Um casulo precisa do seu tempo até se tornar uma linda borboleta. E é dessa confiança que estou a falar, da confiança que tudo acontece exactamente no tempo necessário para acontecer. Tal como a borboleta, a natureza está repleta de processos naturais. Tal como na natureza, também o desenvolvimento motor, cognitivo e emocional do teu filho é feito de forma natural, ninguém diz as suas células cresçam agora, acontece por si só. A natureza é perfeita. Ele, o teu filho, precisa que tu, mãe, sejas o seu porto seguro, de alguém a partir do qual ele possa sair para explorar o mundo e voltar quando precisa de ajuda para lidar com os seus sentimentos, pensamentos e desafios da vida.

Sabes, mãe:

1) Tu, mãe, conheces melhor o teu filho do que a educadora, o pediatra, o médico, a professora. Tu sabes como ele é, como ele reage, do que ele gosta, do que ele não gosta. Se já desempenhas o teu papel de detective diariamente, de certeza que já tens um doutoramento em “Parentalidade Consciente”.

2) Reforça a tua intenção, liga-te ao coração e ao que diz a tua intuição:

Devo ou não colocar já na escola? Vou ajudar o meu filho se o colocar já na escola? Ele pode esperar mais um ano? A escola não é uma maratona, não há quem chega primeiro e não há quem fique em último, o importante é qual é a tua intenção. E o que te diz o teu filho? É importante escutares a opinião dele. A opinião dele tem tanto valor como a tua. Juntos vão encontrar o que é melhor para ele.

3) O que é mais importante para ti, quais são as tuas necessidades, os teus limites?

Há mães que não tem outra escolha se não colocar, desde muito cedo, os bebés na creche e as crianças na escola. E não é por essa decisão que o seu desenvolvimento vai ser afectado negativamente. Até porque o importante é o vínculo, a presença na relação com o teu filho quando estás com ele e até mesmo quando não estás com ele, importa ele saber que pode contar contigo. Há mães que têm a hipótese de ficar até mais tarde em casa com os seus filhos e até essas mães eu pergunto-lhes se as suas necessidades estão a ser respeitadas, se têm tempo para si, se têm tempo para fazer o que mais gostam. Há um equilíbrio perfeito em tudo! Só tu sabes!

4) Como te sentes? Quando decides colocar o teu filho na escola, sentes confortável, ansiosa, (pre)ocupada? E de onde vem essa preocupação?

Faz as pazes com que foi a tua experiência de entrada para a escola ou até com que ouves outras mães a contar. Simplesmente, ao ligares-te ao que estás a sentir, reconheceres o que estás a sentir e falares sobre isso, vai abrir a porta para te ajudar a ultrapassar a (pre)ocupação.
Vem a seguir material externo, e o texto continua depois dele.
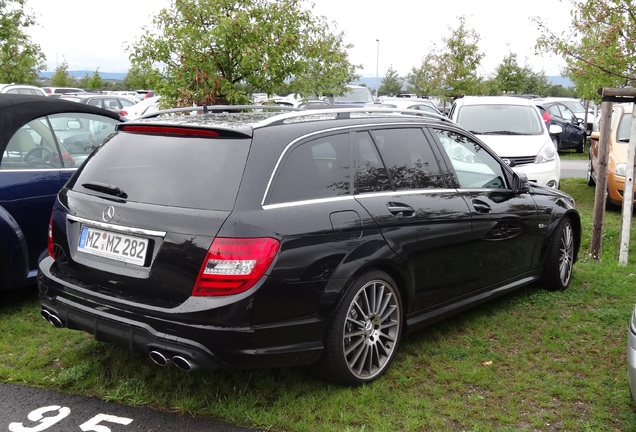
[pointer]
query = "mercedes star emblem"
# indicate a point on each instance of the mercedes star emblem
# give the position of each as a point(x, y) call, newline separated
point(108, 213)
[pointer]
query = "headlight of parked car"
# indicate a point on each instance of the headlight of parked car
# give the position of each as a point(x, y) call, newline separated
point(621, 169)
point(547, 154)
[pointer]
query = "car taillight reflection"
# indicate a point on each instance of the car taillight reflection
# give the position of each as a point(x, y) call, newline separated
point(49, 245)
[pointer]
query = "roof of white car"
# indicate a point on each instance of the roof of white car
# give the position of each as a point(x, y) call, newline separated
point(493, 100)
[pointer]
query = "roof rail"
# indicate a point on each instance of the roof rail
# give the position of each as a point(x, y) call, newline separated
point(346, 113)
point(299, 114)
point(207, 109)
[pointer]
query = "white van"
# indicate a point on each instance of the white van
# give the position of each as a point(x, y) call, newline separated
point(514, 129)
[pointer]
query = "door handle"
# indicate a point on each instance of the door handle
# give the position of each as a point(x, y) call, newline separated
point(399, 208)
point(481, 207)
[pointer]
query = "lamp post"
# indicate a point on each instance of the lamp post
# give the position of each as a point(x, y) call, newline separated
point(377, 69)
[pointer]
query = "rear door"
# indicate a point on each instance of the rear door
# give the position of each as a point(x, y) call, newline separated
point(422, 217)
point(506, 225)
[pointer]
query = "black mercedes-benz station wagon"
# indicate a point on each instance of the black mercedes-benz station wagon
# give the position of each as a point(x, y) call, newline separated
point(279, 238)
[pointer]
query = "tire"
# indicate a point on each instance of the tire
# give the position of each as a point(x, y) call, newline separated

5) Confias com razão ou confias com o coração? Confias mais no que te dizem ou confias mais no que diz a tua intuição?

Sabes querida mãe, tu sabes quais são as necessidades do filho. E não tenhas medo, não tenhas medo de o colocar numa escola e depois considerares melhor e decidires que afinal não é aquela. Não tenhas medo de falar com a educadora, com a professora sobre as tuas pre(ocupações). Não te leves a comparar os teus filhos com os outros meninos, porque cada criança é única! Não o obrigues a comer colher atrás de colher, quando ele diz-te que está cheio. Não o ignores quando ele vem falar contigo sobre o seu primeiro beijo, sobre o seu namoro. Estes momentos são únicos.

Não te leves a tomar decisões que não te vêm do coração! Lembra-te que, em cada momento, tens a oportunidade única de te ligares ao teu coração!

Confia em ti! <3

Um abraço,
Cátia Pereira Dias

* este texto foi escrito para mães, pois tem sido maioritariamente as mães que desabafam sobre as suas preocupações. Porém, este texto também é para os pais, é para a família toda. Partilha.